Entropy and decision trees

Decision trees are a convenient tool in cases when it is necessary not only to classify data, but also to explain why a particular object is assigned to a class.

Let's first, to complete the picture, consider the nature of entropy and some of its properties. Then, on a simple example, we will see how the use of entropy helps in creating classifiers. Then, in general terms, we formulate an algorithm for constructing a decision tree and its features.

Combinatorial entropy

Consider a lot of multi-colored balls: 2 red, 5 green and 3 yellow. Mix them and arrange them in a row. We call this operation permutation :

')
Let's count the number of different permutations, given that the balls of the same color are indistinguishable.

If each ball had a unique color, then the number of permutations would be 10! , but if two balls of the same color are swapped, a new permutation will fail. Thus, you need to exclude 5! permutations of green balls between themselves (as well as, 3! yellow and 2! red). Therefore, in this case, the solution will be:

Multinomial coefficient allows you to calculate the number of permutations in the general case of this problem:

( Ni is the number of identical balls of each color).

All permutations can be numbered from 0 to (W - 1) . Therefore, a string of log ₂ (W) bits uniquely encodes each of the permutations.

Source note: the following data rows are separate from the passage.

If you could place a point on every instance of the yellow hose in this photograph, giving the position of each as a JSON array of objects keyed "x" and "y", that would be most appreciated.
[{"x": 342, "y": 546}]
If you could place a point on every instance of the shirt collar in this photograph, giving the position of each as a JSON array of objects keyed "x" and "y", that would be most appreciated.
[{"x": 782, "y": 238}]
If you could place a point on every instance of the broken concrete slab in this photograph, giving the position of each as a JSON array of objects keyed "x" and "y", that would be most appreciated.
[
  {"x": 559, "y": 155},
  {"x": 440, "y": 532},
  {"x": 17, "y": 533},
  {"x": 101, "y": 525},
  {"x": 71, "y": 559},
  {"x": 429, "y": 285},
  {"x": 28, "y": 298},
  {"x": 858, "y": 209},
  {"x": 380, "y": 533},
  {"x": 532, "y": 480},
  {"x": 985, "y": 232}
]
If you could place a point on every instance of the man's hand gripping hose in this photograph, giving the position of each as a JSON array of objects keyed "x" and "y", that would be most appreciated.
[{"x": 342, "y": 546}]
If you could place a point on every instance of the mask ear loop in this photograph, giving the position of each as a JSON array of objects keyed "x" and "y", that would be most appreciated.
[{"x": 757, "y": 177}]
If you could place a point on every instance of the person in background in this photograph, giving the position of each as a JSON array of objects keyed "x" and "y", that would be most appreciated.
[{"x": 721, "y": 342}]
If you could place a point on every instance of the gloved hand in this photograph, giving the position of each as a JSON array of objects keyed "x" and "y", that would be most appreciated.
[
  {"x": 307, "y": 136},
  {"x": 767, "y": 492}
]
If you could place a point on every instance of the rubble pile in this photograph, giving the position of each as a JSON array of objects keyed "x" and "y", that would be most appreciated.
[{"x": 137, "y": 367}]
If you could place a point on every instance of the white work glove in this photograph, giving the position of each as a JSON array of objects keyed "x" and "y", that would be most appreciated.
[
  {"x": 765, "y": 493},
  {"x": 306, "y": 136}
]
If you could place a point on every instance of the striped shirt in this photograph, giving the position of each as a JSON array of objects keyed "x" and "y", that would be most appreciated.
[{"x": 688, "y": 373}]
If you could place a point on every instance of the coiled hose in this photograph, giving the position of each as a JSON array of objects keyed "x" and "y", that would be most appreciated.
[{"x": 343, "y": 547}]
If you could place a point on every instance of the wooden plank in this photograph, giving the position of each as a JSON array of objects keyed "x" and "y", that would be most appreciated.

Since the permutation consists of N balls, the average number of bits per permutation element can be expressed as:

This value is called combinatorial entropy :

The more homogeneous the set (balls of a single color prevail) - the less its combinatorial entropy, and vice versa - the more different elements in the set, the higher its entropy.

Shannon Entropy

Let's take a closer look at the expression for entropy described above:

Given the properties of logarithms, we transform the formula as follows:

Suppose that the number of balls is large enough to use the Stirling formula :

Applying the Stirling formula, we get:

(where k is the conversion factor to natural logarithms)

Considering that

expression can be converted:

Since the total number of balls is N , and the number of balls of the i-th color is Ni , then the probability that a randomly selected ball will be of this particular color is:

. Based on this, the formula for entropy will take the form:

This expression is the Shannon entropy .

With a more careful conclusion, it can be shown that the Shannon entropy is the limit for combinatorial entropy; therefore, its value is always somewhat greater than the value of combinatorial entropy.

A comparison of two entropies is presented in the following figure, which is calculated for sets containing two types of objects - A and B (the total number of elements in each set is 100):

Thermodynamics

Similar expressions for entropy can be obtained in thermodynamics:

Based on the microscopic properties of substances: based on the postulates of statistical thermodynamics (in this case, operate on indistinguishable particles that are in different energy states).
Based on the macroscopic properties of substances: by analyzing the operation of heat engines.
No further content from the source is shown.